One provision prohibits states from cutting Medicaid benefits or eligibility below levels in effect on July 1, 2008. That date, not coincidentally, was the peak of the last economic cycle when states were awash in revenue. State spending soared at a nearly 8% annual rate from 2004-2008, far faster than inflation and population growth, and liberals want to keep funding at that level.

A study by the Evergreen Freedom Foundation in Seattle found that "because Washington state lawmakers accepted $820 million in education stimulus dollars, only 9 percent of the state's $6.8 billion K-12 budget is eligible for reductions in fiscal year 2010 or 2011." More than 85% of Washington state's Medicaid budget is exempt from cuts and nearly 75% of college funding is off the table. It's bad enough that Congress can't balance its own budget, but now it is making it nearly impossible for states to balance theirs.

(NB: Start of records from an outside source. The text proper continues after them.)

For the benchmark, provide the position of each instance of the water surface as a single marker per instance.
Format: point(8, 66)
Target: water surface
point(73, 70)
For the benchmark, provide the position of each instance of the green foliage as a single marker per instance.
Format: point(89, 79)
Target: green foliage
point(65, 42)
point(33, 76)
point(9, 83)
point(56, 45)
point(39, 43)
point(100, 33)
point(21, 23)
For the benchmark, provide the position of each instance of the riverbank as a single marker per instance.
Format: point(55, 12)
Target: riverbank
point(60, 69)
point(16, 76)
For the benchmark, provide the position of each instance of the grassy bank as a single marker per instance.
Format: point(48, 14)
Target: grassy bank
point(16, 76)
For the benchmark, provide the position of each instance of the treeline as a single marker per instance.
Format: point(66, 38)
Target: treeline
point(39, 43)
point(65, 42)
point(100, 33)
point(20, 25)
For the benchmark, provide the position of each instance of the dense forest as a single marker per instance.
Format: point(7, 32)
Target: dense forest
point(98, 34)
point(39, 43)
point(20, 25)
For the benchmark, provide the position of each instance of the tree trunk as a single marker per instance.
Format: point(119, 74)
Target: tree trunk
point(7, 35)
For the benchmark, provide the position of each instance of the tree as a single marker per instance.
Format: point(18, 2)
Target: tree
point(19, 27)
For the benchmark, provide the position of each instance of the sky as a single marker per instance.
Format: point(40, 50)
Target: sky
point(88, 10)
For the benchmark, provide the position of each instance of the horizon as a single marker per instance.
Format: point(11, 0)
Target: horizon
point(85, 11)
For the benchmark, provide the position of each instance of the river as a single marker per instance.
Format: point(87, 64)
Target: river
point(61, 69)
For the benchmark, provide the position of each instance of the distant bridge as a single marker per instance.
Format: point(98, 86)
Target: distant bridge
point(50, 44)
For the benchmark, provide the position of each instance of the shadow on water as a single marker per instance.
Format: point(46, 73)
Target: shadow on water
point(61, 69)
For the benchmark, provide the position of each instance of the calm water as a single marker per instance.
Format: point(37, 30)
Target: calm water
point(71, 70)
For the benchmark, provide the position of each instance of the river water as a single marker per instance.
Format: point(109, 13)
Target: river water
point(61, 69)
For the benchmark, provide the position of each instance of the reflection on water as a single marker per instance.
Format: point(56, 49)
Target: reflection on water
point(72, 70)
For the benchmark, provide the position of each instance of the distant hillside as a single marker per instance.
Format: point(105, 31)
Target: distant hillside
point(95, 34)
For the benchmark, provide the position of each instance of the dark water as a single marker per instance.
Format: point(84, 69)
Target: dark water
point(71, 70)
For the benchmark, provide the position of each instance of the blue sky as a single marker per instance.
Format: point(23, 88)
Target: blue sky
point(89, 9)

These spending requirements come when state revenues are on a downward spiral. State revenues declined by more than 10% in 2009, and tax collections are expected to be flat at best in 2010. In Indiana, nominal revenues in 2011 may be lower than in 2006. Arizona's revenues are expected to be lower this year than they were in 2004. Some states don't expect to regain their 2007 revenue peak until 2012.

So when states should be reducing outlays to match a new normal of lower revenue collections, federal stimulus rules mean many states will have little choice but to raise taxes to meet their constitutional balanced budget requirements. Thank you, Nancy Pelosi.

Apparently a couple of states (no surprise, Texas is among them) were smart enough to turn down some of the money.